Wine pairing at La Yeon is optional but very popular among both local and foreign diners. The restaurant currently has an extensive wine collection comprising 480 labels from around the world.
“Korean cuisine can be tricky to pair with wine. Pickled vegetables and fermented sauces–hardly subtle–often constitute the backbone of a typical Korean meal. Acidity is a common flavor profile in Korean cuisine, a good example being kimchi. Sweetness is also quite common in meat marinades and sauces; Galbijjim(braised beef ribs), for instance, is typically sweet and also rich from the natural fattiness of the meat,” says Kim Hag-soo, manager and sommelier at La Yeon.
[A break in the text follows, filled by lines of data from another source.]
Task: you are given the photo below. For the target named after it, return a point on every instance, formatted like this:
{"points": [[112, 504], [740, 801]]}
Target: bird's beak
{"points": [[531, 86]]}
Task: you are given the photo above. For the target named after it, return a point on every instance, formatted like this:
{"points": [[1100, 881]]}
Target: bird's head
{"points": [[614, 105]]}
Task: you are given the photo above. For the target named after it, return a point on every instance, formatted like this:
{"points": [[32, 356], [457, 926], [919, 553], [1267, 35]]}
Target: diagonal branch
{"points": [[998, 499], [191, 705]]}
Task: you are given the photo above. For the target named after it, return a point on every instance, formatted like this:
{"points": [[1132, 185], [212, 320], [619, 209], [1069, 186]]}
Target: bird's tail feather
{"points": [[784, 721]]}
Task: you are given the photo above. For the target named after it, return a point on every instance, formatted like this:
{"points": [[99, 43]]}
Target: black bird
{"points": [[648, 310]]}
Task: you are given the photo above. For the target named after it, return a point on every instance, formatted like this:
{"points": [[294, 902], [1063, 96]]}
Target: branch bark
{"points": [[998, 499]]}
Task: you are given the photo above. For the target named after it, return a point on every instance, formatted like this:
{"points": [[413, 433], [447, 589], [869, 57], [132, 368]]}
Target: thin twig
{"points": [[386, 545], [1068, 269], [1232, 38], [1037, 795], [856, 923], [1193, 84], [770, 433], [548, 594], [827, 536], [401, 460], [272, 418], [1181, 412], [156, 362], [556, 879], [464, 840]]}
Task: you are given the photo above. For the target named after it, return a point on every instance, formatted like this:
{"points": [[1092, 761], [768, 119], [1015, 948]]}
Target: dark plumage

“For reds, I generally recommend old vintages from Rhône Valley that are full and aromatic with spicy dark fruits balanced by acidity and minerality. Gigondas and Châteauneuf-du-Pape Syrah, for instance, pair well with fattier meat dishes like grilled striploin, bulgogi and braised beef ribs. For vegetable and fish dishes, I recommend New Zealand Sauvignon Blancs. I would say Champagne is a safe choice to stick to as it complements most dishes,” adds Kim. A solid selection of traditional Korean liquors are also offered by the glass or half-bottle portions.
On his days off, you can find Chef Kim cycling along the Han River, getting inspirations for his next seasonal menu.
“It is when I am outdoors, away from the kitchen, that I feel the most inspired. I love the speed, I love the wind on my face and I love feeling the changing of the seasons with my whole body.”
When asked to comment on Michelin’s decision to award La Yeon with three stars, he credited his team for the achievement.
“Being awarded three Michelin Stars is the greatest honor for a chef. But, I didn’t do this alone; it is thanks to my incredibly hard-working culinary team, the beverage team, the purchasing team, the planning team and the marketing team. We owe so much to Ms. Lee Bu-jin for her passion and dedication to the research, the development and the preservation of authentic Korean cuisine.”
Kim has one advice for young chefs:
“It doesn’t matter whether you’re cooking Korean food or French food or any other food for that matter. Work hard to master the craft, be inspired by history and traditions, but live in the present and let your food show it.”